Rebecca Colwell (04:46) Absolutely. It seems like there are two factors here. There are a set of factors within a brand's control that can help improve accuracy or not, and then a set outside. So maybe let's start with what they can control. So what should a brand be doing to ensure that they're just making silly errors because I've got inaccurate information out there?
Christian J Ward, Yext (05:12) Yeah, I mean, look, so a lot of our research and actually I'm very excited. We're going to update the research study we did back in September where we studied about 7 million citations. We're going to be studying about 70 million citations. So in January, we'll be able to see, has it changed, did it change by model? But in those original findings, what we found is the vast majority of the information cited by AI from the consumer perspective. So if I'm a consumer and I say, you know, does this restaurant have this on the menu or is this available near me? Those types of things that are controlled by the website of the brand. That's a huge portion by third party platforms. So that could be Google business profile or MapQuest or anything. Yahoo. It doesn't matter what it is. It's these third party platforms that are phenomenal providers of structured data to the AI. And then there's other areas where they can control a little less, but they can still engage. So reviews and social. But what you find is this is going to be almost a race whereby brands have to understand the more knowledge they're willing to share directly with these AI systems through the crawlers and through putting it on their website, the better off they're going to be. And I don't want to say it sound like they haven't realized that in the past, but a lot of times websites are almost the minimal viable information. that is out there. And I know that sounds crazy, but think of all the offers and deals and events. Half that stuff never makes it to the website because it's hard to get the data to the IT team to push it out. And so it doesn't happen. The people that recognize that as much real-time information as they can provide about the brand and what they're doing to these systems, they're gonna win. I actually think ⁓ it's sort of a classic thing that I learned on sort of financial services.
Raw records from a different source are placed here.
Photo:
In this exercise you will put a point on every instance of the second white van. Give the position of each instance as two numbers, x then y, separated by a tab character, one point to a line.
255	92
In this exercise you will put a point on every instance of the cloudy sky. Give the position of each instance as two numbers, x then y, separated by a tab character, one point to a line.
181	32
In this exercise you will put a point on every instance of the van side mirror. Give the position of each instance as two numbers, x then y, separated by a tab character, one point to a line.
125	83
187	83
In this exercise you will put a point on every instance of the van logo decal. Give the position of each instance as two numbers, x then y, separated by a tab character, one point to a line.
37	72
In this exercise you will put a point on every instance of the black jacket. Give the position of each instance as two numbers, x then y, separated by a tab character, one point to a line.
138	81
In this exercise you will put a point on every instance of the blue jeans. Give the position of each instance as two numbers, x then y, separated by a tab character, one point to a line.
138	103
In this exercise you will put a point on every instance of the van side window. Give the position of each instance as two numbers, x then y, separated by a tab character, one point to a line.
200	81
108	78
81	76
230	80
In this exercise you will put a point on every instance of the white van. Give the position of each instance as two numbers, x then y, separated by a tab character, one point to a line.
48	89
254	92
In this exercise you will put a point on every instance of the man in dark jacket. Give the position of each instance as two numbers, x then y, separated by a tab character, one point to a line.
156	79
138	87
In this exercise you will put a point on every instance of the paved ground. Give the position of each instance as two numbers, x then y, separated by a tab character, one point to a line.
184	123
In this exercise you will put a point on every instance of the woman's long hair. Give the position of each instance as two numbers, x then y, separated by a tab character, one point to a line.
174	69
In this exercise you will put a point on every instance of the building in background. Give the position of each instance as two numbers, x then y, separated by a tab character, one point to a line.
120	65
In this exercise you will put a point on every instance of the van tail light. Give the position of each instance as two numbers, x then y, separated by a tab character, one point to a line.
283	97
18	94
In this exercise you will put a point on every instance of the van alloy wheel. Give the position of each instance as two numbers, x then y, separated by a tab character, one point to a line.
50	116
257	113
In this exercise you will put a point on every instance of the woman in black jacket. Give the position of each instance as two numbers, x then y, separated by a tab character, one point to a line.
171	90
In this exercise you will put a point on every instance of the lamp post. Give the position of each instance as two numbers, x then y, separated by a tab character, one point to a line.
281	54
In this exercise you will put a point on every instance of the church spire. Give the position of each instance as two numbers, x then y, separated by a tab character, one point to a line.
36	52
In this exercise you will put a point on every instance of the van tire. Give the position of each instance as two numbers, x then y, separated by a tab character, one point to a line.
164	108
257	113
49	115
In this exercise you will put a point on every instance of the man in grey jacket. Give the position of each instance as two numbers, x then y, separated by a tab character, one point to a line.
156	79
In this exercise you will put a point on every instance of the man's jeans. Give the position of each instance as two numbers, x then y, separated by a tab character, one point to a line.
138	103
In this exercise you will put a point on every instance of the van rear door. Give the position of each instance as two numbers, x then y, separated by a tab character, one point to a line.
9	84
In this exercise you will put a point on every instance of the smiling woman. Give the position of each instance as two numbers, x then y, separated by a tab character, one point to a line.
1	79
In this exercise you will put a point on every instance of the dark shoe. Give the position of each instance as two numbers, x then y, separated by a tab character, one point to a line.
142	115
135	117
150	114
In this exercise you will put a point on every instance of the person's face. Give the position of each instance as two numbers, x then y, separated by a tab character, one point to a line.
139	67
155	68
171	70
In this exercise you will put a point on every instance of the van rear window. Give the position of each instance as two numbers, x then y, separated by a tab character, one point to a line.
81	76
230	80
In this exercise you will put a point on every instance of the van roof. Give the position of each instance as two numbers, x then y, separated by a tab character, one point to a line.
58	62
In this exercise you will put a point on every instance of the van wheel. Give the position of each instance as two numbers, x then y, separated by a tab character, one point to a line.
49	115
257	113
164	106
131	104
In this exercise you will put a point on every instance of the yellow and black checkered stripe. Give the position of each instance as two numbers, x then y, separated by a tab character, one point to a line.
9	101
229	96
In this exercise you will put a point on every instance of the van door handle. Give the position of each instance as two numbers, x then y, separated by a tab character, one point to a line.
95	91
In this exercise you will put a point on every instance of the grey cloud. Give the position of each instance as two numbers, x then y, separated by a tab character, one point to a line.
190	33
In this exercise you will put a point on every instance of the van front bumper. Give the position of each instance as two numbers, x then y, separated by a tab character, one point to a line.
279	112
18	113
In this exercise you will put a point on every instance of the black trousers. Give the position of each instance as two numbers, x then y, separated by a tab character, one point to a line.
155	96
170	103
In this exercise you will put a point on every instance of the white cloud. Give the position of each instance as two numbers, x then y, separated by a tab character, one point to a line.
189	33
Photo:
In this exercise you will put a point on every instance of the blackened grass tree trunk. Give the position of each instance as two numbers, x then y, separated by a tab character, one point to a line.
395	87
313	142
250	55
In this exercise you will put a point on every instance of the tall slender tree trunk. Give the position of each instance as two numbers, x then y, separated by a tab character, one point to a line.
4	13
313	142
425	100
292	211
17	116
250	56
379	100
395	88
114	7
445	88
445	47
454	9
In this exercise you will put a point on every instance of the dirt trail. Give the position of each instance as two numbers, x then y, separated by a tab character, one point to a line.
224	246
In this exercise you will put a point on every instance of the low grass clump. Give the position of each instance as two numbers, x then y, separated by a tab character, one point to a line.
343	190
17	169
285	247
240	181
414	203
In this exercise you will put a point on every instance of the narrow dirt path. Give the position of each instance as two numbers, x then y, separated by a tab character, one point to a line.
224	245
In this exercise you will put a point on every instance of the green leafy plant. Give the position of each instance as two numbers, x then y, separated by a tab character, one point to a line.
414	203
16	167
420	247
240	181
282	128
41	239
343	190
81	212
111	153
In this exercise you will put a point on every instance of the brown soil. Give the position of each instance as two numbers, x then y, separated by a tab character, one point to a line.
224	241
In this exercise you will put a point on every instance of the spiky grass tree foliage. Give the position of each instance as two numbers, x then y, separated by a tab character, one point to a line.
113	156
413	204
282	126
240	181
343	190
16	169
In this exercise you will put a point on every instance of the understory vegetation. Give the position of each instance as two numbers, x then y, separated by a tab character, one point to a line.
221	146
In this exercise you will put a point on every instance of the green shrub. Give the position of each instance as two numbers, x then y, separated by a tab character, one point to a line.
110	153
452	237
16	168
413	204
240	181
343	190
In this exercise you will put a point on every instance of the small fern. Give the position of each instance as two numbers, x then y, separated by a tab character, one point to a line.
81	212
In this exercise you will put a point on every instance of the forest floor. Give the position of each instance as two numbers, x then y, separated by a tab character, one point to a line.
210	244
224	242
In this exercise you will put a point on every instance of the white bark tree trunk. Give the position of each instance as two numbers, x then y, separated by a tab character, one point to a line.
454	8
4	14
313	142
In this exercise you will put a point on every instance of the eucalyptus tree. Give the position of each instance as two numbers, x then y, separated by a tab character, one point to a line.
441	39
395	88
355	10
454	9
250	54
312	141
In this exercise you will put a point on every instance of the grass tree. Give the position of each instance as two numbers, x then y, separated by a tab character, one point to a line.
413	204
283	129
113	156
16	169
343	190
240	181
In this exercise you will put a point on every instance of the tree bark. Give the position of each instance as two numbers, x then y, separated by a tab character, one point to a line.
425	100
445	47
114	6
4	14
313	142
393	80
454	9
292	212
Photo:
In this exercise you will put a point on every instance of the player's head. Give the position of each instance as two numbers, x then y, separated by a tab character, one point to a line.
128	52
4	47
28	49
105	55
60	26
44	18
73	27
In all cases, Real-time synchronized data beats delayed data. So if you're trading a stock and you don't have real-time quotes, you probably should stop trading. You need real-time information and AI is gonna make that, this is an absolute necessity going forward. Think of most websites, they are static for days, weeks, months, years. Stop doing that. Start understanding that you need to update this stuff everywhere as fast as you can and the AI is very likely to reward that behavior.
Rebecca Colwell (07:33) Excellent. You know, you were talking about cleaning house and offers and things, and it just made me cringe to think how many things are out there that are outdated, like promos that have expired, events that are no longer happening that could also just be sending bad signals. And so it's not just keeping new, getting new information out there. It's taking down things that don't make sense anymore either.
Christian J Ward, Yext (07:53) That's such a great point because I think a lot of times what we end up with, whether we want to or not, is there's sort of this expansion of who controls what data. So you might have like the finance team is controlling different variations on offers and pricing. And then you have the real estate team that has all the data regarding new offices or new locations and closing locations. And then you have the employment or the recruiting team controlling job postings in all these areas. This is a fallacy. We have to start looking at this saying, if I don't get everyone on the same page in a compliant manner, controlling as many of these facts as possible, I'm going to be great in one area and then totally behind in another. And so this obviously is a large reason why we built the Knowledge Graph, but you need a federated understanding across the organization that if we want to dominate in AI, where dialogue is going to weave way longer and more entrenched than a search, You've got to make sure all those things are working together. And look, I think it's an opportunity. think for most brands, if they can focus on making sure the answers are readily available to any question, that's going to help them a lot. But this is a new exercise for many marketing departments who are, I remember, know, the term evergreen, evergreen is, I love the idea of evergreen. And I'm like, listen, other than your mission statement as a business, nothing's evergreen. You need to start realizing every consumer is deciding in real time, in their time, whether or not you're the right choice. And AI is going to make that a big, big hit in 26.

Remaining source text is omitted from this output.